The Cape Buffalo SNP that are accessible from this page are described in Novel SNP Discovery in African Buffalo, Syncerus caffer, Using High-Throughput Sequencing. PLoS ONE 7(11): e48792. doi:10.1371/journal.pone.0048792
50bp short read SOLiD sequences from two pools of 4 and 5 Cape buffalo (Syncerus caffer) respectively were mapped to the cow genome sequence (UMD3). SNP were called using the GATK pipeline and only SNP that were called as "PASS" and that were represented by both reference and alternate alleles are presented here. SNP for which only alternate alleles were detected are excluded from the database since they may be fixed and therefore uninformative in Cape buffalo. DNA was provided by the Van Helden group at Stellenbosch University, Cape Town, SA. Short reads are available from the sequence read archive at NCBI (accession number SRA051668.1)
SNP loci are annotated with restriction enzymes that cut at the site with either the reference or the alternate allele. Sets of SNP that are cut by a specific enzyme can be selected to create a panel of SNP for low cost RFLP assays. All gene names (Gene Name, Ensembl Gene ID and Gene description) map to whole gene regions defined as from 1000bp upstream to 1000 downstream and including introns. Exon Ids map to coding sequences only.
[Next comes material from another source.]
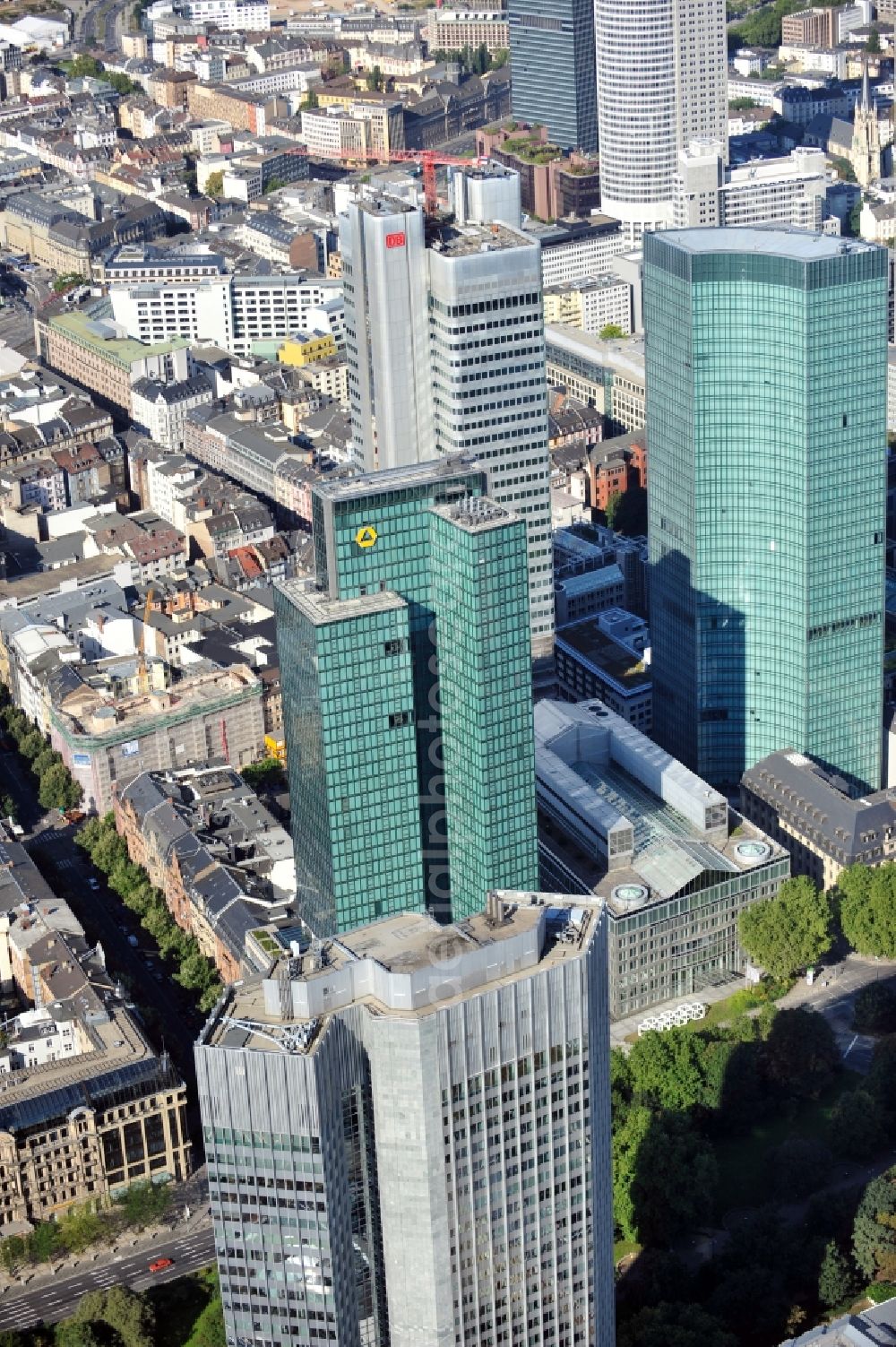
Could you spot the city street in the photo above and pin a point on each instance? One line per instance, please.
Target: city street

If the number of SNP returned is less than 1,000 then you will be able to design primers against each of them
The data table is available as a gzipped tab delimited flatfile (4.2M). The complete set of all ~12million SNP (184M) is available as a vcf file. This includes all Low Quality SNP as well as PASS SNP as there was no difference in validation rate between these two classes.
SNP were selected with:
All SNP are relative to Bos taurus UMD3.1 Hereford reference genome.Mapping to another genus will inevitably cause some errors. 83% of SNP loci amplified in our tests and both alleles were detected for 67% of loci.